# Speedcubers in Wellington



## tx789 (Dec 20, 2012)

I'm wondering how many speedcubers there are in Wellington on this forum. I know there is some but it seems most cubers in New Zealand are in Auckland and Hamilton (also in Christchurch) but most of the New Zealand's comps are up there. 


I would like another comp down here and since Joshua and David live in Hamilton and Auckland they tend to be in those places the only Wellington Comps were NZ Champs 2009 and 2010 at Te Papa.


----------



## JonesyCubes (Sep 20, 2016)

Hi there I would love to go to a comp in welly I live in Masterton and have a friend who lives in Masterton and is quite good. My pb is 15 seconds for 3x3x3


----------



## OLLiver (Sep 20, 2016)

JonesyCubes said:


> Hi there I would love to go to a comp in welly I live in Masterton and have a friend who lives in Masterton and is quite good. My pb is 15 seconds for 3x3x3


Hi from christchurch.
Wellington does have comps (one in may I recall). There are a few comps coming up in NZ, Palmerston north 2016 this sunday and you may be a little late for rego but do check. I have organised a competition in CHCH which is waiting for approval but will be late october (assuming it goes through). Finally there will be nationals in December but I can't reveal where that is yet.

NZ speedcubing is growing. We even have some cube stores now. E.g Cubes4Kiwis.co.nz.
 welcome to the forums!


----------



## tx789 (Sep 20, 2016)

JonesyCubes said:


> Hi there I would love to go to a comp in welly I live in Masterton and have a friend who lives in Masterton and is quite good. My pb is 15 seconds for 3x3x3



There will be another Wellington conp next year. The conmo in Palmerston North this Sunday the nearest the next is nationals. I highly doubt there will be more than four comps this year.


----------



## JonesyCubes (Sep 20, 2016)

Thanks everyone


----------



## Pteradorktyl (Jan 17, 2018)

Cubing in New Zealand has certainly grown enormously. With 376 official NZ WCA accounts plus many more people-I personally know a few- that don't have an account. The 2017 nats competition had maxed out the number of competitors (80) plus some spectators. I hope to see many more official and non-official competitions around NZ and not only centralized around Auckland so that our community can grow. If anybody from New Zealand wants to make a group on instagram or facebook, just reply to this post!


----------



## tx789 (Jan 17, 2018)

Pteradorktyl said:


> Cubing in New Zealand has certainly grown enormously. With 376 official NZ WCA accounts plus many more people-I personally know a few- that don't have an account. The 2017 nats competition had maxed out the number of competitors (80) plus some spectators. I hope to see many more official and non-official competitions around NZ and not only centralized around Auckland so that our community can grow. If anybody from New Zealand wants to make a group on instagram or facebook, just reply to this post!

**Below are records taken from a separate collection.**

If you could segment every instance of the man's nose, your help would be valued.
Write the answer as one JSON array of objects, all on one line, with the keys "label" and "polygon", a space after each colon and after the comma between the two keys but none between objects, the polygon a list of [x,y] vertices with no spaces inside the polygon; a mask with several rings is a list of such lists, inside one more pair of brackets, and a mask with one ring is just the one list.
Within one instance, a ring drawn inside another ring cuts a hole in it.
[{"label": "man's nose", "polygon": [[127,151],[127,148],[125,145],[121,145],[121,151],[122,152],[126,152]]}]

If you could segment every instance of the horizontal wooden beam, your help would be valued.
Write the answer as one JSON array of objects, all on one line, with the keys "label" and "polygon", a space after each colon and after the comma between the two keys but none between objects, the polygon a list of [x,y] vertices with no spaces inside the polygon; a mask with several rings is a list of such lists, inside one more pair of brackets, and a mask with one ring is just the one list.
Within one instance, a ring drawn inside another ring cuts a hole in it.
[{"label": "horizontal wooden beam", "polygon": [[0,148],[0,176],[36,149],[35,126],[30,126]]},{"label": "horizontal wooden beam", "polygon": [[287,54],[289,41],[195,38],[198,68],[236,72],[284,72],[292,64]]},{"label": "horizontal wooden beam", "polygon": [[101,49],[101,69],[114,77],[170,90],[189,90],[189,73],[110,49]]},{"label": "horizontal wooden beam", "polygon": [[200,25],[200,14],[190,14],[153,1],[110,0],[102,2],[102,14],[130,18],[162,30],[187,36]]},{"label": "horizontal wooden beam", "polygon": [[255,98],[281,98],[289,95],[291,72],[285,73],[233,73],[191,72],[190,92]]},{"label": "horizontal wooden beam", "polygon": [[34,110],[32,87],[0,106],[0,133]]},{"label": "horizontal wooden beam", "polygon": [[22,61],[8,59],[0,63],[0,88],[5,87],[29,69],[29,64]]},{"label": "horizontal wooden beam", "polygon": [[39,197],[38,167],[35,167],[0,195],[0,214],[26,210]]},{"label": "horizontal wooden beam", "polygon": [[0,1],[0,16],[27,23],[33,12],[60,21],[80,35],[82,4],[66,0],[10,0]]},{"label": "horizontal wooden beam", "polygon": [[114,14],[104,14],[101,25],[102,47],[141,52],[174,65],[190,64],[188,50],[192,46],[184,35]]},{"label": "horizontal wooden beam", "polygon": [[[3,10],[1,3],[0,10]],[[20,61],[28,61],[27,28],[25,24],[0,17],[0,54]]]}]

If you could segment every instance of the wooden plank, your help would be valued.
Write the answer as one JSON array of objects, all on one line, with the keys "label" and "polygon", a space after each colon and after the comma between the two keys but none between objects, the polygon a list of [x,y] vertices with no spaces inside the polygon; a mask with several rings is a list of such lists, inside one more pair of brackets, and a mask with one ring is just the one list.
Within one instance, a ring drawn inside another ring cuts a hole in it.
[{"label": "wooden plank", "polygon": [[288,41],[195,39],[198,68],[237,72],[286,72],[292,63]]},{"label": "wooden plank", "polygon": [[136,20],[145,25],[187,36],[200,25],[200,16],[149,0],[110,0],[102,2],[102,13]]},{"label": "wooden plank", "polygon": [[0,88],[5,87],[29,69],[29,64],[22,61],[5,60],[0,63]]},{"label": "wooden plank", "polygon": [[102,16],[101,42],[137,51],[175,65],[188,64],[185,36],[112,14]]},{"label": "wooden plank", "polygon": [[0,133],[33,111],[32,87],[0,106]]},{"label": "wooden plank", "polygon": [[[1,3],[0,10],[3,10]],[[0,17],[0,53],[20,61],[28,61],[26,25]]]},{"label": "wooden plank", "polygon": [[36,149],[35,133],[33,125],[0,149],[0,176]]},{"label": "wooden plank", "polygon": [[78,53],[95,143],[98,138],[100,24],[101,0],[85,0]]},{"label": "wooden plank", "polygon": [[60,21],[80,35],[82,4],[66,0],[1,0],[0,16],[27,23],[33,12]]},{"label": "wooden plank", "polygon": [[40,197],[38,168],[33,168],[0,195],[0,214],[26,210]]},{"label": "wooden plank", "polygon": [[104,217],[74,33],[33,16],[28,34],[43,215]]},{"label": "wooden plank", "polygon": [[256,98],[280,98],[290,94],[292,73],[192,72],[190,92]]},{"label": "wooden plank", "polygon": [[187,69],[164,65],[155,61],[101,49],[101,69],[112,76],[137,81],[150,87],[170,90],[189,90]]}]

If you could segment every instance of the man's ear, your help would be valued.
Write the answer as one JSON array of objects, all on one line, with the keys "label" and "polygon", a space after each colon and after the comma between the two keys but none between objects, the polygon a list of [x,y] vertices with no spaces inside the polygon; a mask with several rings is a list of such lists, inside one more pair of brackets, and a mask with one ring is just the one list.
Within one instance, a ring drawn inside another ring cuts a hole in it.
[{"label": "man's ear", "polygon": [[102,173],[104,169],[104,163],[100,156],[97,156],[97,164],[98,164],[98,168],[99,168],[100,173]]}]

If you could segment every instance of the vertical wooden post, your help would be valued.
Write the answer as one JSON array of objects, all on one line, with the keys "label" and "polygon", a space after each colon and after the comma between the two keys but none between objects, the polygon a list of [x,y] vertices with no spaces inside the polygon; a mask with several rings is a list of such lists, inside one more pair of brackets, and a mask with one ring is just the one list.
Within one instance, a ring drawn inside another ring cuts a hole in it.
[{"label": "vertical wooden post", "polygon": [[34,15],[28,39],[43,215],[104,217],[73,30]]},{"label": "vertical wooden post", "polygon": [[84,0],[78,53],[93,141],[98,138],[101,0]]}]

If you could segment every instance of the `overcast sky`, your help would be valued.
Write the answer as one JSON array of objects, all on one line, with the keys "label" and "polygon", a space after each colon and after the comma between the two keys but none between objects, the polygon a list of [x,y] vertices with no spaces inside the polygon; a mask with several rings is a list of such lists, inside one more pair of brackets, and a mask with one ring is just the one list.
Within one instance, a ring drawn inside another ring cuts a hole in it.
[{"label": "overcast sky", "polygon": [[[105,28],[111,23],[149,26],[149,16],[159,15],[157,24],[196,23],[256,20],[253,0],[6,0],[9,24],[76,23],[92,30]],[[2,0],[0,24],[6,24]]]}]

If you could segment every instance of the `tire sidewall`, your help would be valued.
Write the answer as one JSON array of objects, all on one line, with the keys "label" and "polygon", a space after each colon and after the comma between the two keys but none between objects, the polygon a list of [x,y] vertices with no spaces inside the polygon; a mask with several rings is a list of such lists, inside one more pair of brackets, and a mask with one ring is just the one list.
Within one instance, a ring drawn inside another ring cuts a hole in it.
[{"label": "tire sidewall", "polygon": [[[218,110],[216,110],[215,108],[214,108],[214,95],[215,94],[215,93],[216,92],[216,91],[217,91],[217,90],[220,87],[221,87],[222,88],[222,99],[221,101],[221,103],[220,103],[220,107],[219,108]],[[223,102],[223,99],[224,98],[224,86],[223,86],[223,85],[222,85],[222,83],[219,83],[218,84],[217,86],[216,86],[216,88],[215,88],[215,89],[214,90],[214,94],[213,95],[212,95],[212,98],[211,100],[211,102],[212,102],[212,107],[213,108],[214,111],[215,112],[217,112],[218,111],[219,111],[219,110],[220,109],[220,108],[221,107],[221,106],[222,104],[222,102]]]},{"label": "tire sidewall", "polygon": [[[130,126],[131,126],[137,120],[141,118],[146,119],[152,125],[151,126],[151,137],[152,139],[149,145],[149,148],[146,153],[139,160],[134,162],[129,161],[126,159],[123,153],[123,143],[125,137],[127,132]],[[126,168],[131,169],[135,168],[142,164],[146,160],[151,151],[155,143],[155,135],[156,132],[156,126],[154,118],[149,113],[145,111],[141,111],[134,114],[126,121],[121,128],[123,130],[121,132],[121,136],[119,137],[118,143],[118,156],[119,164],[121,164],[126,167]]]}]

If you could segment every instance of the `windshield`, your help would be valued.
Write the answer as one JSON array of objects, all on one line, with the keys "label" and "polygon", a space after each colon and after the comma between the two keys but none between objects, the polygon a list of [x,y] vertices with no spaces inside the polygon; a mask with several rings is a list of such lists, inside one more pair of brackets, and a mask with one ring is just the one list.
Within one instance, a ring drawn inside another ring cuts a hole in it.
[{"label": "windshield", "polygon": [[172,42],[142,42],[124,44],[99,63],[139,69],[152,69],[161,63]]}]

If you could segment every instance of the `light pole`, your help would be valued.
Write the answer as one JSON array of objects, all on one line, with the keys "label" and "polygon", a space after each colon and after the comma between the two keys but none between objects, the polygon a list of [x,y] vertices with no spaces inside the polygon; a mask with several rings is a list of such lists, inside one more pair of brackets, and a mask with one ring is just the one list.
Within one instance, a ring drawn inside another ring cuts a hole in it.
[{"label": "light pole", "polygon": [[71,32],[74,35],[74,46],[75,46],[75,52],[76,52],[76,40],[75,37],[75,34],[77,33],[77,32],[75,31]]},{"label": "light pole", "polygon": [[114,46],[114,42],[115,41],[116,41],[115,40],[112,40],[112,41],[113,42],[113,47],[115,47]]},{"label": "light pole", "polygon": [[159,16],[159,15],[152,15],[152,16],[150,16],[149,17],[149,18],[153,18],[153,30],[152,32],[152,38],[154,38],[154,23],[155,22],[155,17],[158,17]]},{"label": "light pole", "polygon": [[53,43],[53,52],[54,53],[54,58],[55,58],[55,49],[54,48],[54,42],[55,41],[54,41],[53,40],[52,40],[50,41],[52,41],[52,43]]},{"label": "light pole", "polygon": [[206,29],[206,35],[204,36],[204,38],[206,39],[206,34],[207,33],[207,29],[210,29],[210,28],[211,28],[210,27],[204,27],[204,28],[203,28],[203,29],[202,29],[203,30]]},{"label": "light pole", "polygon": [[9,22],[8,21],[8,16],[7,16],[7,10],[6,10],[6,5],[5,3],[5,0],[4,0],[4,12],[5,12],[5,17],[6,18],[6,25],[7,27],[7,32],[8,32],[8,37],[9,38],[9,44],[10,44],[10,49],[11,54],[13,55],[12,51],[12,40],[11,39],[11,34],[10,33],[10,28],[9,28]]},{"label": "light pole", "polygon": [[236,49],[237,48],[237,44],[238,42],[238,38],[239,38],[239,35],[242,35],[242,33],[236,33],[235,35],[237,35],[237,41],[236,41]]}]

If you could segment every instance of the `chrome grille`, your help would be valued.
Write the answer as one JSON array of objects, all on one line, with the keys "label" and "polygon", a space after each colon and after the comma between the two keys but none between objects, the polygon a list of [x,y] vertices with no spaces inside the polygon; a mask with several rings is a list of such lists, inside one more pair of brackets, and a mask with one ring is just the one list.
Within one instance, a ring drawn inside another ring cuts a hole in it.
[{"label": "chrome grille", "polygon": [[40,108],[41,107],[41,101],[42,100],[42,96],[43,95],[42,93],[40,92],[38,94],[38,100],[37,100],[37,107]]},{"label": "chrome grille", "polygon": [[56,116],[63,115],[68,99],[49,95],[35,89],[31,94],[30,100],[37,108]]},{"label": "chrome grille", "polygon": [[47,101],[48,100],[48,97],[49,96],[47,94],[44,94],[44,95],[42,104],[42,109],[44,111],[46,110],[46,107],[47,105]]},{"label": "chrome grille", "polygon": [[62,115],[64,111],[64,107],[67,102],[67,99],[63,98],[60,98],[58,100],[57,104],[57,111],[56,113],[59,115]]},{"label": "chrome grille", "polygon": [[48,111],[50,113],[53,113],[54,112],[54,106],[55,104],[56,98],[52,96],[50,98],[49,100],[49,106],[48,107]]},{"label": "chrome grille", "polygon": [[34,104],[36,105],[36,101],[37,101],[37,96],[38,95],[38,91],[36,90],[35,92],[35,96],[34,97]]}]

There is a NZ cubers group chat and some local groups. 

Auckland will end up having more comps than other places since there are a lot of people living there. 

I would not say that comps were centralised around Auckland. Last year there was one in Auckland, Hamilton and Palmerston North and two in Wellington and Christchurch.

I don't see a need for unoffical comps. There were 7 last year, 5 in 2016, and 3 in 2014-2016. I remember 20 competitors at Nats 2012-14. So it has grown a lot.

Also I don't see how 80 is maxing out competitions. Techweek had a limit of 60 with 30 on the waiting list. Bigger venues are going to be needed in future but cost is an issue.


----------



## Pteradorktyl (Jan 17, 2018)

tx789 said:


> There is a NZ cubers group chat and some local groups.
> 
> Auckland will end up having more comps than other places since there are a lot of people living there.
> 
> ...



The auckland thing was just a joke. Nothing to get worried about. Not complaining at all and i understand the need for there to be more comps in auckland. Unofficial comps are not needed but it is a fun and cheap way to make friends as there is much less pressure. It would also encourage new or younger cubers to get more into the community as it would be much less overwhelming especially as a first competition. I did not say that 80 was maxing out competitions. I said that the competition let no more than 80 competitors to join and 80 people did. If there are group chats and local groups, could you please refer me to to them. I would be very thankful!


----------



## tx789 (Jan 18, 2018)

Pteradorktyl said:


> The auckland thing was just a joke. Nothing to get worried about. Not complaining at all and i understand the need for there to be more comps in auckland. Unofficial comps are not needed but it is a fun and cheap way to make friends as there is much less pressure. It would also encourage new or younger cubers to get more into the community as it would be much less overwhelming especially as a first competition. I did not say that 80 was maxing out competitions. I said that the competition let no more than 80 competitors to join and 80 people did. If there are group chats and local groups, could you please refer me to to them. I would be very thankful!



Search for them(groups). There is a Wellington group, Auckland and Christchurch, and Hamilton too I think.


----------